Crowner’s face twisted into an angry grimace, almost unrecognizable as the same man with the mostly friendly disposition. “This is no civil war, ma’am,” he said. “This is one group. One organization committing terrorist acts against their own country. That’s it, nothing more. And we’re going to react in kind.”
Phil nodded, obviously encouraged by this macho tale of violence fighting violence.
“It certainly sounds like it makes sense,” Rhonda said. “And heaven knows we’re going to need all the help we can get.”
“Then let us help. Then you can help us in turn.”
Rhonda looked at her husband who looked back at her from underneath the stretched fabric bandage pulled tight across his forehead. He looked strong in this light. Powerful. The recent months had hardened him in ways she hadn’t seen before, not just physically, but mentally. His mind was quick, and even if his fighting skills were lacking, she saw something in him, a cunning and a strength that she had not always seen.

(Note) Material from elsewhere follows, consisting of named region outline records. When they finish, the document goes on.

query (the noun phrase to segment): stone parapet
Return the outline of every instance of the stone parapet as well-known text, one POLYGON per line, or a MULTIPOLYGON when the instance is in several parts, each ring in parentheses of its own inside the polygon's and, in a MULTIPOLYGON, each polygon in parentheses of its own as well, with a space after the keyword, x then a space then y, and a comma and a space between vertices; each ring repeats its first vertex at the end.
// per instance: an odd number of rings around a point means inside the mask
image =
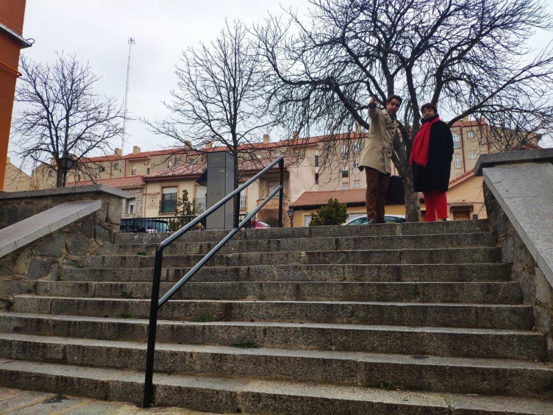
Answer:
POLYGON ((14 295, 34 292, 39 279, 56 281, 62 266, 78 267, 81 256, 93 255, 100 245, 113 242, 119 231, 121 199, 128 197, 126 192, 103 185, 0 194, 0 229, 11 236, 25 231, 0 258, 0 309, 9 307, 14 295), (60 226, 51 229, 15 225, 41 217, 53 208, 61 213, 61 208, 56 208, 82 201, 100 203, 92 204, 88 214, 82 210, 65 219, 56 218, 60 226))
POLYGON ((520 282, 525 303, 533 306, 536 328, 547 335, 551 359, 553 165, 544 157, 533 164, 531 158, 509 154, 499 158, 503 163, 496 160, 493 167, 482 169, 488 220, 503 261, 513 264, 512 279, 520 282), (524 164, 518 162, 521 160, 524 164))

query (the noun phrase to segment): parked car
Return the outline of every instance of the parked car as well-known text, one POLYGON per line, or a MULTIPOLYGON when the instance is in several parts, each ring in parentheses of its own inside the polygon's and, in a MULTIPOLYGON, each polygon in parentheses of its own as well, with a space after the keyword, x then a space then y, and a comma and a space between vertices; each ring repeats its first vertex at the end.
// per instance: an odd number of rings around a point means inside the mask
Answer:
MULTIPOLYGON (((399 224, 405 221, 404 215, 387 215, 384 217, 384 221, 388 224, 399 224)), ((365 215, 354 219, 348 220, 344 225, 364 225, 368 223, 369 220, 365 215)))
POLYGON ((120 229, 121 232, 146 232, 149 234, 173 231, 168 221, 147 217, 121 219, 120 229))

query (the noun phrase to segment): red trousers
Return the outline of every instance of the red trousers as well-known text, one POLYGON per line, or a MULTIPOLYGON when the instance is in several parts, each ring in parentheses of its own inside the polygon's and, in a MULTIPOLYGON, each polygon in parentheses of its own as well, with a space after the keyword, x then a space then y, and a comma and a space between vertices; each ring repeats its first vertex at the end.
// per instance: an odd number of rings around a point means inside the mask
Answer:
POLYGON ((367 217, 369 219, 374 217, 377 221, 383 222, 390 175, 371 167, 365 167, 365 172, 367 174, 367 191, 365 193, 367 217))
POLYGON ((426 208, 426 214, 424 220, 426 222, 434 222, 437 214, 439 219, 447 217, 447 196, 445 191, 432 190, 423 191, 424 205, 426 208))

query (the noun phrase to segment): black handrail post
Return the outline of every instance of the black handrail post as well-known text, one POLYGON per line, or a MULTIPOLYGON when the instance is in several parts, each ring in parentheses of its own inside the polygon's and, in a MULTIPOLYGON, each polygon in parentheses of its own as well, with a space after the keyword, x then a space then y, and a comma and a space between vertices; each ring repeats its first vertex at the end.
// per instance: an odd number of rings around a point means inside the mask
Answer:
POLYGON ((158 325, 158 302, 159 300, 159 286, 161 279, 161 262, 165 246, 160 244, 155 250, 154 262, 154 278, 150 301, 150 322, 148 331, 148 350, 146 351, 146 375, 144 381, 144 401, 143 406, 149 408, 154 394, 154 357, 155 354, 155 331, 158 325))
POLYGON ((280 191, 278 194, 278 226, 283 227, 282 222, 283 204, 284 201, 284 159, 281 159, 278 162, 279 169, 280 170, 280 191))
POLYGON ((238 227, 240 223, 240 192, 236 194, 234 199, 234 227, 238 227))

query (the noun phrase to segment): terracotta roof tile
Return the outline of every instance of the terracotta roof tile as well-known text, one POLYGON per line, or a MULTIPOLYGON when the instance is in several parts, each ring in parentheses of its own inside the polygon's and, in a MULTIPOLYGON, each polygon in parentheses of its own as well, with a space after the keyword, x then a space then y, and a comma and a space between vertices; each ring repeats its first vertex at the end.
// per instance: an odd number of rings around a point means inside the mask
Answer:
POLYGON ((131 176, 131 177, 114 178, 113 179, 98 179, 85 181, 72 181, 66 185, 68 187, 72 186, 82 186, 85 184, 105 184, 112 188, 124 189, 125 188, 138 188, 144 185, 141 176, 131 176))
POLYGON ((292 204, 293 208, 319 206, 326 205, 329 199, 337 199, 340 203, 347 204, 364 204, 366 189, 350 189, 347 190, 325 190, 304 191, 292 204))

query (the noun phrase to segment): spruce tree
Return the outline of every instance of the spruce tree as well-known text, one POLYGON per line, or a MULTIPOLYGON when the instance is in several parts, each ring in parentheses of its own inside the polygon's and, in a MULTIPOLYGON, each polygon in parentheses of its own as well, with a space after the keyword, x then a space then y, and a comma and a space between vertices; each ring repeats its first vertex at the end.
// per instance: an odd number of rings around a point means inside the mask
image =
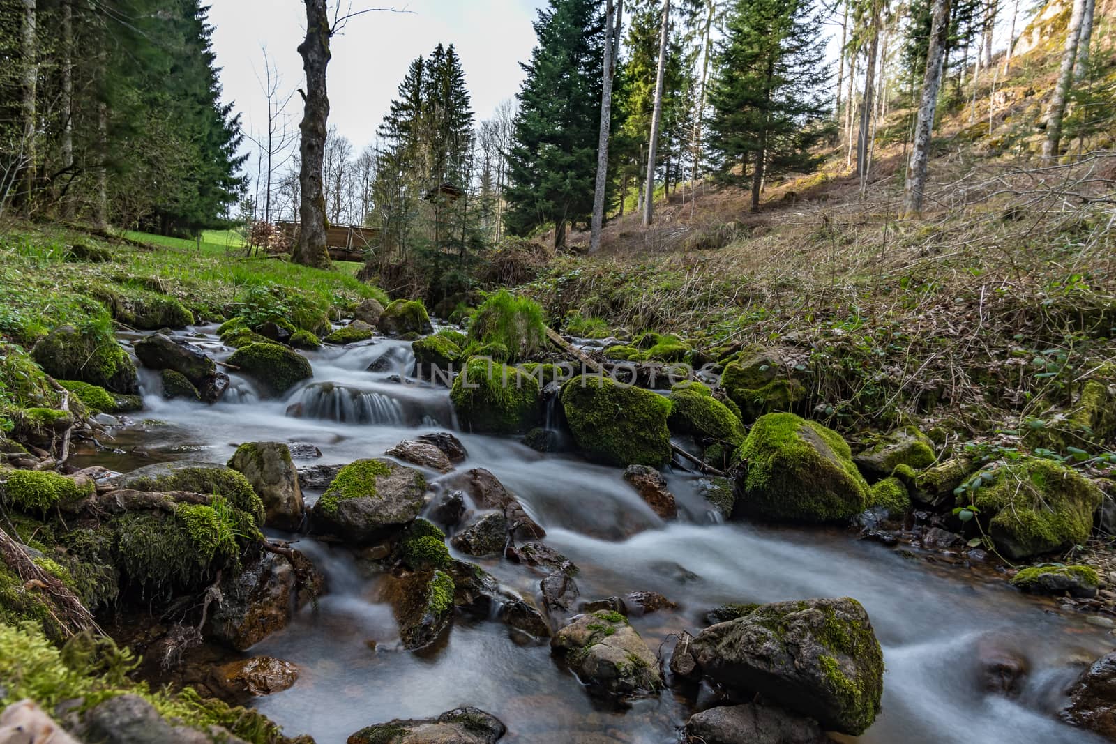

“Let’s do this,” Phil said with a confident sneer. “Let’s take the fight to them and get our daughter, and our country, back.”
***
Max and Brad mostly walked in silence, following a meandering path away from the elephant area, away from where they’d seen the beautiful wild horses and around toward the mess hall. They’d passed a sign for the Jambo Grill, which Max assumed was where the mess hall was now located, a converted zoo restaurant that soldiers were now using to serve meals to their own. As they walked down the path, Max looked back at the area behind them, the wide area of trees, pools, and squat, thick buildings. It was really the perfect place for them to be stationed. Lots of built in shelter, single access point, plenty of places to hide.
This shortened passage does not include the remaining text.